Je la fis descendre doucement, mais elle perdit à nouveau l’équilibre. Cette fois, je l’attrapai à temps, enroulant un bras autour de sa taille. Son corps se retrouva contre le mien, nos souffles se mêlant. Cette proximité me prit au dépourvu. Mon regard s’arrêta sur ses lèvres, irrésistiblement attiré. Elles semblaient m’appeler. Puis, mes yeux se perdirent dans les siens, dans un instant suspendu, à la fois une éternité et une fraction de seconde.
Que m’arrivait-il, bordel ?
Je la lâchai finalement et m’éloignai doucement. Nous nous assîmes côte à côte, silencieux mais apaisés.
— J’ai les pieds gelés, dis-je pour briser le silence, bien qu’il ne soit pas gênant. C’est de ta faute.
— J’y suis pour rien, c’est toi qui m’as coursée.
— Ouais, mais si jamais tu tombes sur un tueur en série, ton équilibre ne te sauvera pas. Il n’aurait pas à se fatiguer beaucoup pour t’attraper.
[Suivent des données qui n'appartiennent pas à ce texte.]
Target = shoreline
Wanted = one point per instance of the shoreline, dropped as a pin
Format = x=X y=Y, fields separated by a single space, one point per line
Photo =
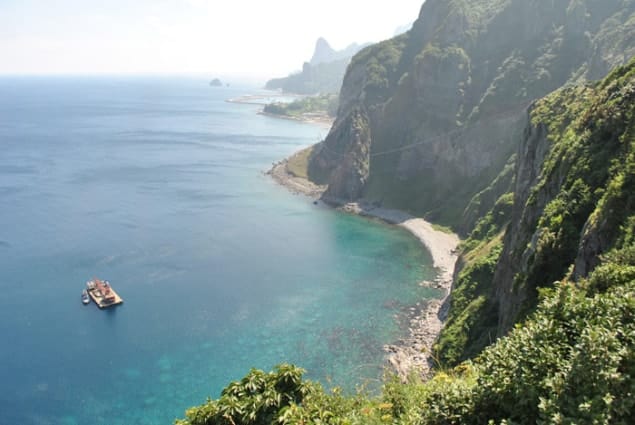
x=320 y=119
x=413 y=352
x=310 y=118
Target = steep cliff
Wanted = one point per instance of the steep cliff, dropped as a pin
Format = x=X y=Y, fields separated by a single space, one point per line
x=438 y=102
x=442 y=121
x=570 y=212
x=575 y=190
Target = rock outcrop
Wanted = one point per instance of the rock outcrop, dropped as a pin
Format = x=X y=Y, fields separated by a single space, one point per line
x=442 y=122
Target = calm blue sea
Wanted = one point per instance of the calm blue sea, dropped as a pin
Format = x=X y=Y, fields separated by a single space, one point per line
x=156 y=184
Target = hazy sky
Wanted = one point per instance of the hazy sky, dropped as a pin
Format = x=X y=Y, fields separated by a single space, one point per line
x=246 y=37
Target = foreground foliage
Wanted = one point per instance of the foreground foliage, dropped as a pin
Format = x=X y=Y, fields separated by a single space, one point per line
x=572 y=362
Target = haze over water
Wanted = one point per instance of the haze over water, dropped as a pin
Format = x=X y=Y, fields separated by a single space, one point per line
x=156 y=185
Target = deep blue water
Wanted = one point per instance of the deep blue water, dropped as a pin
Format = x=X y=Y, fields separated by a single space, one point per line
x=156 y=185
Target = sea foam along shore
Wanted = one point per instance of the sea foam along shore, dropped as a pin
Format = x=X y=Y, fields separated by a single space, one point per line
x=411 y=354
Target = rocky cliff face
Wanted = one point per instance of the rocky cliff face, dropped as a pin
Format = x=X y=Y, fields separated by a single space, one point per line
x=574 y=198
x=439 y=101
x=443 y=121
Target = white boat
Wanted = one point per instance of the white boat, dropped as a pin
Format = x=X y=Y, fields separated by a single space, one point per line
x=85 y=297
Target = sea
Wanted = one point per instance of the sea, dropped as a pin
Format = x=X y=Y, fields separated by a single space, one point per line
x=157 y=184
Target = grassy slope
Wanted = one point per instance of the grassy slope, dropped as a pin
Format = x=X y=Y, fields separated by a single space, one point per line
x=571 y=361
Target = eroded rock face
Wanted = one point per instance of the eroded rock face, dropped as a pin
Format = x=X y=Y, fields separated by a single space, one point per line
x=439 y=102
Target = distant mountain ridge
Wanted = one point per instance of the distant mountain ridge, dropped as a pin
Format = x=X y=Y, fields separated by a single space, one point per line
x=436 y=122
x=322 y=74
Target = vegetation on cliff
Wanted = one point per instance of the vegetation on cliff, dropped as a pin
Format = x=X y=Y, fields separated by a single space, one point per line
x=572 y=362
x=440 y=100
x=571 y=359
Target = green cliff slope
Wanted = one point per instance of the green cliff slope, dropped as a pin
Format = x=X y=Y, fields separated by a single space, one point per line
x=424 y=119
x=570 y=216
x=441 y=122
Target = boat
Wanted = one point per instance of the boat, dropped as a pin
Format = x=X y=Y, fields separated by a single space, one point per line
x=102 y=293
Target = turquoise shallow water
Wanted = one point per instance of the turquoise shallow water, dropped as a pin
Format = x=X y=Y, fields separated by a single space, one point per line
x=156 y=184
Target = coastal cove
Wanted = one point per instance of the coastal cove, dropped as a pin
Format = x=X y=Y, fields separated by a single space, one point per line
x=157 y=185
x=412 y=353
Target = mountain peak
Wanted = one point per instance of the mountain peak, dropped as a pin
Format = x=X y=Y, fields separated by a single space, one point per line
x=323 y=52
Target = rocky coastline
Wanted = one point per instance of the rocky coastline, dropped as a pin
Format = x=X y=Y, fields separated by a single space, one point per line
x=411 y=354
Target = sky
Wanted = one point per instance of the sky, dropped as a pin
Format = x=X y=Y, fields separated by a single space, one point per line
x=250 y=38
— Hé ! C’est malpoli de se moquer, rigola-t-elle. Et puis, je pourrais très bien me défendre.
Je la regardai, sceptique, avant d’exploser de rire en imaginant la scène. En voyant ma réaction, Victoria éclata à son tour d’un rire sincère.
Pour la première fois, je pris le temps de l’observer. Lorsqu’elle riait, elle baissait la tête, et ses cheveux glissaient devant son visage, masquant partiellement ses traits. Mais son sourire, lui, illuminait tout. Je détaillai chacun de ses gestes, chaque éclat de ses yeux, chaque étirement de ses lèvres. Elle était magnifique. Son rire était une mélodie douce, légère, capable d’éclaircir les jours les plus sombres.
Et là, je compris.
Je compris que j’étais dans une sacrée galère. Ce que je ressentais pour elle n’était plus seulement de l’admiration ou du respect. C’était bien plus profond. Plus intense. Chaque rire, chaque sourire de Victoria semblait fissurer l’armure que j’avais patiemment construite autour de moi.
Je comprenais que je tombais amoureux d’elle. Victoria Chan. Celle que j’avais détestée pendant des années.
Je réalisai que l’image que je m’étais faite d’elle était fausse. Elle portait autant de blessures que moi, mais elle avait choisi une manière différente d’y faire face.
En la regardant ainsi, rire à mes côtés, je sus que pour rien au monde, je ne voulais perdre ce moment, ni ce lien naissant entre nous.
Son sourire resplendissait, illuminant son visage d’une manière presque irréelle. Ses traits délicats, ses yeux pétillants provoquaient en moi une chaleur nouvelle. Je ne pouvais m’empêcher de sourire en retour.
Victoria me regarda alors, intriguée, comme si elle cherchait à deviner ce qui se passait dans ma tête. C’est à cet instant que je réalisai à quel point elle comptait pour moi, bien plus que je ne l’avais admis jusque-là. Ses forces, ses faiblesses, son rire, ses larmes, tout me semblait précieux. Elle avait allumé une lumière dans les coins les plus sombres de mon cœur.
Ce que je détestais chez elle il y a encore quelques semaines était devenu ce que j’aimais le plus.
Nous restâmes là, assis côte à côte, en silence, bercés par le bruit des vagues et la tranquillité de la nuit. Alors que la lune montait dans le ciel, une certitude s’installa en moi : mon cœur avait trouvé une nouvelle direction, un nouveau but.
Victoria n’était plus une contrainte imposée par nos familles. Elle était devenue quelqu’un que je voulais protéger, quelqu’un que je voulais aimer.
Et à partir de ce moment-là, je sus que je ferais tout pour que cela devienne une réalité.
— On devrait rentrer, lançai-je. Je suis sûr que nos chers parents vont nous faire un scandale demain. Et puis, on a beaucoup de route. Ça s’annonce fatigant à gérer.